Семен Абрамович потихоньку оттаивал. Антоновец привел всего двоих солдат. Они вроде бы ничего не собирались громить. Еврей заключил, что перед ним кто-то из бывших офицеров. Человек хоть и грубый, но по возможности честный. С таким можно иметь дело, хотя кадровые военные были уже повыбиты из повстанья, а лесная власть к лету двадцать первого года переместилась в лапы ворья. Офицер нравился Цыркину больше, чем большевик, который балансировал на опасной грани. Выдержит сердце — устроит пакость, а коли рухнет головушка, то всех разрушений — опрокинутая миска с репой. Семен Абрамович знал, что русский человек в изрядном подпитии очень добр и даже приятен. Лезет обниматься, катит сытым взглядом по чужому хозяйству и ничего не хочет украсть. Может дудку-жалейку из деревяшки выстрогать и умилиться малому дитю. Но вот полностью пьяный русский опасен. Он хочет драться и погибать. Может, топором никого и не стукнет, да по дороге домой нападет зачем-то на соседский плетень, а когда на шум выйдет хозяин, то ударит его пьяница по голове выдернутым из плетня колом. Не со зла ударит. Просто — чего он вышел, когда я плетень деру?
Оба пропойцы дошли до такого состояния, что уже не могли ни песню спеть, ни чокнуться, а только таращили мутный взгляд в угол и выдували на губах пузыри. От стола все чаще слышались обвинения в сторону жидов.
— Семен?
— Слушаю!
— Где твоя жидовка... Опять спрятал? Тащи ее сюда!
Цыркин обомлел:
— Какая жидовка? Вы, право, путаете. Сыновья...
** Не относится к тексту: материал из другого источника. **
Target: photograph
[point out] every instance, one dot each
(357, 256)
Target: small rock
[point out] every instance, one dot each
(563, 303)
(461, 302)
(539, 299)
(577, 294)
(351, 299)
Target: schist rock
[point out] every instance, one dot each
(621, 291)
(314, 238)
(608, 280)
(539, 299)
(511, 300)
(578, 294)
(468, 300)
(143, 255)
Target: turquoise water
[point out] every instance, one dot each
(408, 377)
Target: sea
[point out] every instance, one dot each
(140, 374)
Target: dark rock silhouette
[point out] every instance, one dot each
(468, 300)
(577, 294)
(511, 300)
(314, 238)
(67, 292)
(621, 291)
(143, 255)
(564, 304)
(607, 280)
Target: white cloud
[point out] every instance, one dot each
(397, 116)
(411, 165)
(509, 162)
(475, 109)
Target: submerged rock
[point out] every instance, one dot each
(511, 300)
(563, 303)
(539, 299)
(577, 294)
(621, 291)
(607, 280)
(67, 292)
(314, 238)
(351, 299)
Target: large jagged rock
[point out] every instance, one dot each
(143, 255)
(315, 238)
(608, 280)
— Дочь твоя, — рявкнули в ответ, — первая полку помощница!
— Вы ошибаетесь...
— А-а! Пошел вон! — Коммунист перегнулся через стол и зашептал: — Девка — во! Огонь. А? Хочется?
— Не-е, — антоновец поморщился, — жидовку не буду.
— А вот у меня классовых предубеждений нет!
Коммунист встал и загремел столом в попытке добраться до заветной комнатки. Едко пахло разлитым самогоном. Цыркин, вжавшись в угол, молчал, как молчат в минуту опасности малодушные люди. Решил старый винодел, что если ничего не предпринимать, если сделать вид, что ничего не происходит, то вскоре очнется он в кровати и не будет рядом ни большевиков, ни их противников. Только и нужно, что зажмурить глаза и провалиться в спасительную темень.